Some time ago, I hosted a small men’s group meeting at my house. About six men showed up. One of the guys was lamenting about how he and his wife had been struggling in their marriage for the last 9 out of 12 years. The D-word came up several times. Both being Christians, he wanted to try and make it work. They tried the marriage-counseling thing. They did the marriage-conference thing. They even did the accountability-couple thing. But none of those things worked.
After some probing into what each one’s perceptions of the problem might be, I gained a sense of what the main issue was: their marriage had no leadership because they were operating as a group instead of an organization (see the difference between a group and an organization in previous post or the glossary).

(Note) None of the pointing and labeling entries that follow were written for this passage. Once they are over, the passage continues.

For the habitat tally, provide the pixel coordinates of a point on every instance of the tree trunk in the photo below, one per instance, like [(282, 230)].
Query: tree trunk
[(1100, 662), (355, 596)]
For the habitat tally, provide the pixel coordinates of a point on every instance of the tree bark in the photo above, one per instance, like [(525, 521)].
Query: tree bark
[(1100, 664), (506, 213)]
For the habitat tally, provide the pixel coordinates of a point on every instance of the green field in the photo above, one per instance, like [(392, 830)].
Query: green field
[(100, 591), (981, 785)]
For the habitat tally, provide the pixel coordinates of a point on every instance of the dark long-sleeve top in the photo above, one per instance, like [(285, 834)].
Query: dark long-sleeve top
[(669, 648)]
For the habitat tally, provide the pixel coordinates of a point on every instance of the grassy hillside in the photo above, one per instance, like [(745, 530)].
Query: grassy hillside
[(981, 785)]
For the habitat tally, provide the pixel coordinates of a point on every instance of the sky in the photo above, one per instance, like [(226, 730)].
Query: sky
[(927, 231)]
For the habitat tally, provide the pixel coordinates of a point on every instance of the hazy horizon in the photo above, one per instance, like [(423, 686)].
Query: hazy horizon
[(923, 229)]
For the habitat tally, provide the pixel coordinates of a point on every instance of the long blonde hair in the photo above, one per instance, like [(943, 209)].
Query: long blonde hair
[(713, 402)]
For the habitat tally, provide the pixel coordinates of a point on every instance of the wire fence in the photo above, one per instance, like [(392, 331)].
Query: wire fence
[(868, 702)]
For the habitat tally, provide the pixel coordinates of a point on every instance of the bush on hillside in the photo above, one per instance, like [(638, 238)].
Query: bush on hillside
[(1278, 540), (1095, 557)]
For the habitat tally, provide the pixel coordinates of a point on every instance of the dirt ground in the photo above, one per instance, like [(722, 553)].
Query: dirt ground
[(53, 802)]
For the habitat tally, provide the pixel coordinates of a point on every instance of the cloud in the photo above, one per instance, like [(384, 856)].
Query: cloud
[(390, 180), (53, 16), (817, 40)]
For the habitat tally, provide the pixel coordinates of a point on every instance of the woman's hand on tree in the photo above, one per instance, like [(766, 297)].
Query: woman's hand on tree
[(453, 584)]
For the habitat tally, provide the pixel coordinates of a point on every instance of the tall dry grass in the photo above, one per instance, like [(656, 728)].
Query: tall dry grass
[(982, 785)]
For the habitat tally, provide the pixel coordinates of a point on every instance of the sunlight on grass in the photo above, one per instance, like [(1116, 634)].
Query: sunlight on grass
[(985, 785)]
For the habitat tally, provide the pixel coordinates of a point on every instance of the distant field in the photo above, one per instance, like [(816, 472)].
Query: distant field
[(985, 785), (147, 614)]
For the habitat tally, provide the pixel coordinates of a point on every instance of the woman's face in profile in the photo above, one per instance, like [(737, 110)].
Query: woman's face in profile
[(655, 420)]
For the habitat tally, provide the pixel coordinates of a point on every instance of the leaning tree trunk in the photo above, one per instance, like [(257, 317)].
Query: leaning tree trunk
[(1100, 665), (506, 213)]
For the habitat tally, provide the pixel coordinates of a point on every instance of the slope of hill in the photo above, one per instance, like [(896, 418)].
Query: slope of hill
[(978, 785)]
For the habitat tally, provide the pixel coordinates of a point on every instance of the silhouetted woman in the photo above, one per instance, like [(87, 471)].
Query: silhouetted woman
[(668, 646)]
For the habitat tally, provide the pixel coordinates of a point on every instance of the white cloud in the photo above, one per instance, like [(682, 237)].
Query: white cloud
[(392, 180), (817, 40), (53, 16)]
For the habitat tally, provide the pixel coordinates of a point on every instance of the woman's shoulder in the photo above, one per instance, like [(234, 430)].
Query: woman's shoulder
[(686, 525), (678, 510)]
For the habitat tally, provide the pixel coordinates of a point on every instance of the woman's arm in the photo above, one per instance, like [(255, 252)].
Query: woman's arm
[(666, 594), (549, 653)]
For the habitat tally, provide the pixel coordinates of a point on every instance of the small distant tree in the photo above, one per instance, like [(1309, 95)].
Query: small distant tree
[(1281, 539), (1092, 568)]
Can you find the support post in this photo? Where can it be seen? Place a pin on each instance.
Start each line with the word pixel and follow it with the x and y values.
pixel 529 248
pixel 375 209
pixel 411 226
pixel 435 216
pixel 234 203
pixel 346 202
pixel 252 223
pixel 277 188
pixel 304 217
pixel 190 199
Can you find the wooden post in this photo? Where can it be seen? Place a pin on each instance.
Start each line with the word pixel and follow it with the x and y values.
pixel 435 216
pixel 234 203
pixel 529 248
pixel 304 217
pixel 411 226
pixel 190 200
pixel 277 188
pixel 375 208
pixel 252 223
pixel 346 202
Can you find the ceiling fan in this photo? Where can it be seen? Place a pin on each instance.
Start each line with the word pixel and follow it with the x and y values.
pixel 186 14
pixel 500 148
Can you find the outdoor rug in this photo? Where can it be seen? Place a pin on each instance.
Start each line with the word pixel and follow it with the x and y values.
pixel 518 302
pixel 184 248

If you’ve read any of my previous articles, you’ve heard me talk about leadership in terms of a group vs. organization. I admit…these are not sexy terms when referring to a marriage…or a relationship. But, as you’ll see, they both serve as the foundation for predicting the stability and success of your relationship. So indulge me if you please.
Relationships vs. Organizations
There are two differences between a group and an organization (hover over the links to see a definitions). One, an organization is a group…with common goals. A group does not have goals. Two, members of an organization have different roles and responsibilities that lead towards accomplishing those goals. And wherever there’s an organization…leadership is present. Because leadership only exists inside an organization.
BUT SO WHAT!!! What does this have to do with your relationship — you ask.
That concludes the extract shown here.